Salvation Army Occupation Diaries

9th November 2015
Commandant Joseph Griffith, 1871-1947

The diaries of Joseph Griffith, 1940-44, 1947.

The Salvation Army archives held at the Salvation Army International Heritage Centre in Camberwell, London, have very kindly supplied us with photographs and transcriptions of the diaries of Commandant Joseph Griffith, who was based at L'Islet during the Occupation. Born in 1871, Commandant Griffith, who came to Guernsey with his wife towards the end of the First War to take charge of L'Islet Corps, lived at Ville Baudu, and died in Guernsey in 1947. His diaries have been transcribed by his son William Griffith; the material includes newspaper cuttings and other information. The Salvation Army were suppressed by the occupying forces, and the diaires provide much detail of interest to students of the Occupation. They provide a complement to the letters of Marie Ozanne, copies of which were also given to us by the Heritage Centre.

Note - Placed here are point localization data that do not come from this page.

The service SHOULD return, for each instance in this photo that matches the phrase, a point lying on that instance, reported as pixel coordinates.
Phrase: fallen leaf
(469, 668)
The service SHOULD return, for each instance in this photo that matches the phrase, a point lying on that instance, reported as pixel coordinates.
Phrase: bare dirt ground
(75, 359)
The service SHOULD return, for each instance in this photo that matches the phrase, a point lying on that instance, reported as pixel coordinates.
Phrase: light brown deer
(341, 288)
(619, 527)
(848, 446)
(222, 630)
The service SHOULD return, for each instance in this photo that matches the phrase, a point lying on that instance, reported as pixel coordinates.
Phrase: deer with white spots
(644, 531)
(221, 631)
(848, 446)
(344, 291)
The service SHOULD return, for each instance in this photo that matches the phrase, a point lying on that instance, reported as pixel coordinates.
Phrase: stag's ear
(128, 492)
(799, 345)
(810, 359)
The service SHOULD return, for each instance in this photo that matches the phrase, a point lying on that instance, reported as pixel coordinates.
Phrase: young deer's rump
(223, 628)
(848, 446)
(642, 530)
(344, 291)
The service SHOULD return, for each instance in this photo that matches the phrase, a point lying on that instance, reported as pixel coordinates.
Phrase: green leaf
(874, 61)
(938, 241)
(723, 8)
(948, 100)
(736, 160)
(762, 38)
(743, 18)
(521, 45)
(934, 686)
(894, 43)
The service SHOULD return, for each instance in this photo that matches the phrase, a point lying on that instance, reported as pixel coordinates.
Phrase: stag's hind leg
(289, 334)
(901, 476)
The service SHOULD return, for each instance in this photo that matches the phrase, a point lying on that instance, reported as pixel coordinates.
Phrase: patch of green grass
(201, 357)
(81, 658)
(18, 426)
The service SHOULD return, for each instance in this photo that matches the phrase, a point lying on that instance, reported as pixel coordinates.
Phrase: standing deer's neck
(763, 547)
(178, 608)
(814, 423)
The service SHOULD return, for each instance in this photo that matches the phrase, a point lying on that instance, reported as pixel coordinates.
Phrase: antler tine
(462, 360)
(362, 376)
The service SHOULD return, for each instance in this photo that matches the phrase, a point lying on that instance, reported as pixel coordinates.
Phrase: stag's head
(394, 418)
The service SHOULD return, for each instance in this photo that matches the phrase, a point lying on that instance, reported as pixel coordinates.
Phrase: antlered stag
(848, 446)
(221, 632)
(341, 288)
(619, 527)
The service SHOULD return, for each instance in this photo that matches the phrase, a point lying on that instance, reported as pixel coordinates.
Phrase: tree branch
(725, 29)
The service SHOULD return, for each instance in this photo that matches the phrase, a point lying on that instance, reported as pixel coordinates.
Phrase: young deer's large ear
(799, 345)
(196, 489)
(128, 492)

The War Cry, October 11, 1947

Kept the faith: Commandant Joseph Griffith

As a lad of sixteen, Joseph Griffith came to grips with the things of God and goodness as he listened to the witness and entreaties of Salvationists at Thornton Heath. He responded and knelt at the Mercy Seat, finding salvation and his destiny.

Seven years later he was admitted to the training home as a cadet and was eventually commissioned as an officer to work in the north. He served, amongst other places, at Birkenhead, Bolton, Perth, Gloucester, Cheltenham, Leeds, L'Islet (CI), Pokesdown, Trealaw, Margate and Maidstone, from which corps he retired in 1930.

The commandant remained on Guernsey through the wartime occupation of the Channel Islands, and his faithful ministry to the soldiers of his old corps at L'Islet, as well as to his comrades at St Sampsons and St Peter Port, is a record of courage and faithfulness which will ever remain in the memory of the people of the island.

Crowds gathered to pay their tributes during the funeral service at L'Islet Cemetery. 'He was a great soldier—right to the end.' said one of him.